I’ve been collecting crow feathers. Or rather, my dog has been collecting them for me, nosing at their unfamiliar scent in the grass.

A murder of crows has descended on our neighbourhood, raucous and busy. They were drawn to our house by the tree fruit – they pecked at it and left holes behind that wasps colonized, burying themselves deep in the fruit and eating from the inside out, leaving behind a skin with nothing inside. The crows took sections of fruit up to the top of the bedrock hill in our yard, drawing more wasps to the sweet tidbits. My husband saw a crow stagger up the driveway with a pear in its beak, playing keep-away with other crows as it protected its prize.

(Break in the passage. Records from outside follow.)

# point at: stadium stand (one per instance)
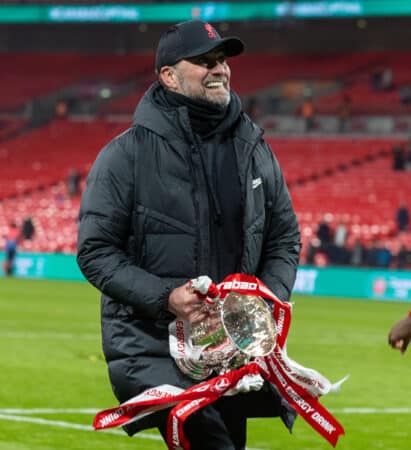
(348, 178)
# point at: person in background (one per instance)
(400, 334)
(27, 228)
(344, 114)
(308, 113)
(398, 162)
(11, 242)
(192, 188)
(358, 254)
(73, 183)
(402, 217)
(324, 234)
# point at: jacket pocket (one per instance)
(166, 246)
(139, 220)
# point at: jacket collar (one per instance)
(173, 124)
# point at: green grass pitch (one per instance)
(53, 376)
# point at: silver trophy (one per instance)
(239, 327)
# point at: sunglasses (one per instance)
(207, 61)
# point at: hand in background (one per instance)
(400, 334)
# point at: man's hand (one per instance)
(400, 335)
(187, 305)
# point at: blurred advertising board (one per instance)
(354, 282)
(209, 11)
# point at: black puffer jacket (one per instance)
(144, 229)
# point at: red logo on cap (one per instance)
(210, 31)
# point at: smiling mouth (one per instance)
(214, 85)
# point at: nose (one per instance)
(219, 68)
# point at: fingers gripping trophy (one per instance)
(238, 327)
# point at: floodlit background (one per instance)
(329, 81)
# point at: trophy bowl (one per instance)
(239, 327)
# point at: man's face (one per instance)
(205, 77)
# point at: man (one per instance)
(190, 189)
(400, 334)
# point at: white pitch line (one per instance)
(49, 335)
(371, 410)
(75, 426)
(29, 411)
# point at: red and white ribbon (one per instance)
(300, 386)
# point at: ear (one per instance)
(168, 77)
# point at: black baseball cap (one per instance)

Last week I wrote about our apple harvest which, along with our pear harvest, was well-timed to almost coincide with the autumn equinox, which falls on this Saturday, September 23. I always associate equinox with the first frost, though we don’t often get autumn frosts here on the Coast. That memory lingers from when I lived on the Prairie, when late summer frosts would have us racing to save the tomatoes, squashes, and other produce from freezing. That same frost put sweetness into the apples and other tree fruits, concentrating the sugars to create a sweet treat. Also for parsnips – frost brought out their unique flavour.

Though we don’t get frost, the nights are getting cooler. While the days are still in the mid-20s, we’re getting close to single digits at night, for the first time in months. It’s been a long, hot, dry summer, and I’m looking forward to the cooler temperatures and hopefully some rain this autumn to turn around our level 4 drought conditions.

The equinox isn’t a switch that pushes us immediately from summer to autumn. It marks the moment when the Sun crosses the Earth’s equator, when it rises exactly in the east and sets directly in the west. It is a day to celebrate the end of one season and the beginning of another, the gradual slide from late summer into the shorter days of autumn, as we head towards the shortest day of the year on the winter solstice (December 21). It’s a day to acknowledge autumn as a welcome visitor to our land. When the full moon appears a week later, on September 29, it’s called the harvest moon because of its proximity to the harvest connotations of the equinox.

In the last week or so, autumn has begun to show its face. The maple leaves have turned fiery orange, stressed from the summer drought. The grapevines look a bit droopy, as we stopped watering them after we harvested all the grapes. People post pictures online from the Rockies and northern BC, where the colours are changing fast. Low growing bearberry turns brilliant red. Larches put on their yellow coats.  

In the last few years my husband and I have intentionally celebrated the slow turning of time, to welcome each new season as we say goodbye to the previous one. We make a special dinner: shepherd’s pie for autumn equinox and tourtière for winter solstice, but we haven’t settled on a specific dinner for the spring equinox and summer solstice (any suggestions welcome!). We raise a glass to the changing seasons and take stock of where we’re at in this place and time. It’s a way to stay connected to the cycles of the natural world, so easy to miss in the midst of our fast-paced, screen-driven life.

Today the crows are gone because the fruit is gone. Evidence of their passing lingers in the feathers they leave behind, the ones I’ve been collecting. Now I’ll switch to collecting leaves: yellow and orange and red, marking the change of season as autumn arrives.